WSPOMNIENIE O DZIAŁALNOŚCI STANISŁAWA ŻYTKOWSKIEGO NA RZECZ TOW. POMOCY IM. ŚW. BRATA ALBERTA

BRATIMG_8066IMG_8114

WSPOMNIENIE O DZIAŁALNOŚCI STANISŁAWA ŻYTKOWSKIEGO NA RZECZ KOŁA GORZOWSKIEGO TOWARZYSTWA POMOCY IM. ŚW. BRATA ALBERTA

Przedświąteczna zbiórka na potrzeby Domu im. Świętego Brata Alberta w Gorzowie Wlkp. zainicjowana przed laty przez Stanisława Żytkowskiego.

Jak co roku na ulicach naszego miasta spotykamy młodzież – „Zielonych Mikołajów” zbierających pieniądze na potrzeby Domu im. Św. Brata Alberta czyli ludzi w kryzysie bezdomności.

Zbiórkę tę zainicjował przed laty Stanisław Żytkowski, którego niedawno pożegnaliśmy na cmentarzu.

Poniżej zamieszczamy obszerniejsze wspomnienie o Jego działalności na rzecz Koła Gorzowskiego Towarzystwa Pomocy im. Świętego Brata Alberta.

Stanisław Żytowski – nasz Prezes.

„Program Solidarności zakładał budowanie społeczeństwa obywatelskiego, niezależnie od państwa organizacje miały być podstawową tkanką tego społeczeństwa, więc mój akces do Towarzystwa był oczywisty. Przypominam, że Towarzystwo powstało w 1981 roku, tuż przed wprowadzeniem stanu wojennego, korzystając z okresu „karnawału Solidarności” i w 1987 roku było bodajże jedyną legalnie działającą organizacją społeczną rzeczywiście niezależną od władz. Zrozumienie istoty bezdomności miało dojść do mnie znacznie później.”

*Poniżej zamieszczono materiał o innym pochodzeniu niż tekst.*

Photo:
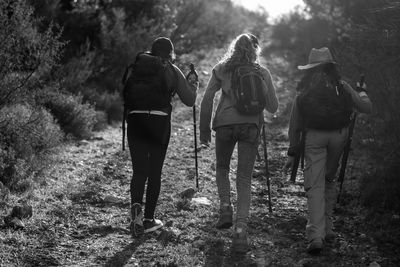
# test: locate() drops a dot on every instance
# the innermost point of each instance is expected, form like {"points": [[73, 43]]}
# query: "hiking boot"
{"points": [[136, 225], [330, 237], [315, 246], [240, 243], [225, 217], [152, 225]]}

Tak wypowiedział się Stanisław w roku 2012. Przyłączając się do Towarzystwa Pomocy im. Brata Alberta miał za sobą internowanie, więzienie i „wilczy bilet” skazujący go na bezrobocie. Równocześnie otrzymał czas na poznanie problemu bezdomności. Do podjętej pracy społecznej był należycie uzbrojony dzięki wykształceniu (dużej wiedzy prawniczej), niewyczerpanej jeszcze energii życiowej i optymizmowi. I tak Żytowski w roku 1987 przyłącza się do grupy założycieli Koła Gorzowskiego. Wraz z innymi członkami Koła podejmuje najważniejsze wówczas zadanie – starania o lokal dla Towarzystwa: dla osób w kryzysie bezdomności, dla adresu do przesyłania darów itp. Zabiegi takie trwały już od pewnego czasu, ale napotykały na niezrozumienie władz miasta, które odpowiadały niezmiennie, że w Gorzowie bezdomnych nie ma. Problem rozwiązaliśmy kiedy upatrzyliśmy sobie wolnostojący dom przy ulicy Jerzego 23 i mogliśmy się zwrócić o przydzielenie go. Niespodziewanie okazało się, że decyzja zależy od Zdzisława Szastały, który był moim uczniem i kolegą ze studiów Staszka. Wszelkie trudności znikły.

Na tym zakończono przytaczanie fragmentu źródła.